The central insight is that you can run a parallel simulation of your system alongside the real plant. Both receive the same input u, so if your model is perfect and the initial states match, the simulated states will track the real ones exactly. The problem is that initial conditions are never perfectly known. The fix is to continuously correct the simulation using the measurement error: you observe the real output y, compute what your simulation *predicts* the output should be (ŷ = Cx̂), and use the discrepancy (y − ŷ) as a correction signal. The observer gain matrix L scales this correction and injects it back into the state estimate. This is the Luenberger observer equation: x̂̇ = Ax̂ + Bu + L(y − ŷ).

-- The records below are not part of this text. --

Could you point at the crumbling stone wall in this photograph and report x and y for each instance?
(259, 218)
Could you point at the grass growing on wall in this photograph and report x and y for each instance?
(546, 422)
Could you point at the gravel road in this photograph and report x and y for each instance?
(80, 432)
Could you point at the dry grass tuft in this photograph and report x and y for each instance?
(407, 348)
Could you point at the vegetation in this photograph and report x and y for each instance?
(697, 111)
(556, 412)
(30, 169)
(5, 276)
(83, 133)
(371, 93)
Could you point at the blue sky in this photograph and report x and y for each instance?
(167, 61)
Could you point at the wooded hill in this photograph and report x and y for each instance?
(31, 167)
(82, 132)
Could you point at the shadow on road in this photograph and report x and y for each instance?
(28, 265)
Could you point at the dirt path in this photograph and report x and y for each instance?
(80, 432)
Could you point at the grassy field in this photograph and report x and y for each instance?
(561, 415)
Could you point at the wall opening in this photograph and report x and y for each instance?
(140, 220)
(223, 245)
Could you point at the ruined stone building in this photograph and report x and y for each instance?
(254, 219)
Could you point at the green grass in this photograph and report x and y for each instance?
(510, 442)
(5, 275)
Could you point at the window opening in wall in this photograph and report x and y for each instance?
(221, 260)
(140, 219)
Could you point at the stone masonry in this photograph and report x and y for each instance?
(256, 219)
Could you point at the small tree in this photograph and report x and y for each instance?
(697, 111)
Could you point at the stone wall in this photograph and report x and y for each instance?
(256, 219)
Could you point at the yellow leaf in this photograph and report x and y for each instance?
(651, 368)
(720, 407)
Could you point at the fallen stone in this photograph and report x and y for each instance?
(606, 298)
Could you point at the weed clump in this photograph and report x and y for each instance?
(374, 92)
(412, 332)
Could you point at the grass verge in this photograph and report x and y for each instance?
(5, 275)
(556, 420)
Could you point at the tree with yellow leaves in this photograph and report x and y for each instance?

To understand why this works, subtract the observer equation from the true plant equation. The estimation error e = x − x̂ satisfies ė = (A − LC)e. This is a homogeneous linear system, so the error decays to zero provided (A − LC) is stable — meaning all its eigenvalues have negative real parts. Because L is a free design parameter, you can place the eigenvalues of (A − LC) anywhere you like (provided the system is observable), just as you could place closed-loop poles with state feedback. Choosing eigenvalues further left in the complex plane makes the observer converge faster, at the cost of amplifying sensor noise.
The full-order observer reconstructs all n states even though some may already be measured. A reduced-order observer only estimates the unmeasured states, which is more efficient but more involved to design. In the Separation Principle, when an observer is combined with a state-feedback controller to form an output-feedback compensator, the controller and observer gains can be designed independently — the poles of the closed-loop system are simply the union of the feedback poles and the observer poles. This principle is what makes observer-based control tractable: solve two smaller eigenvalue placement problems rather than one large coupled one.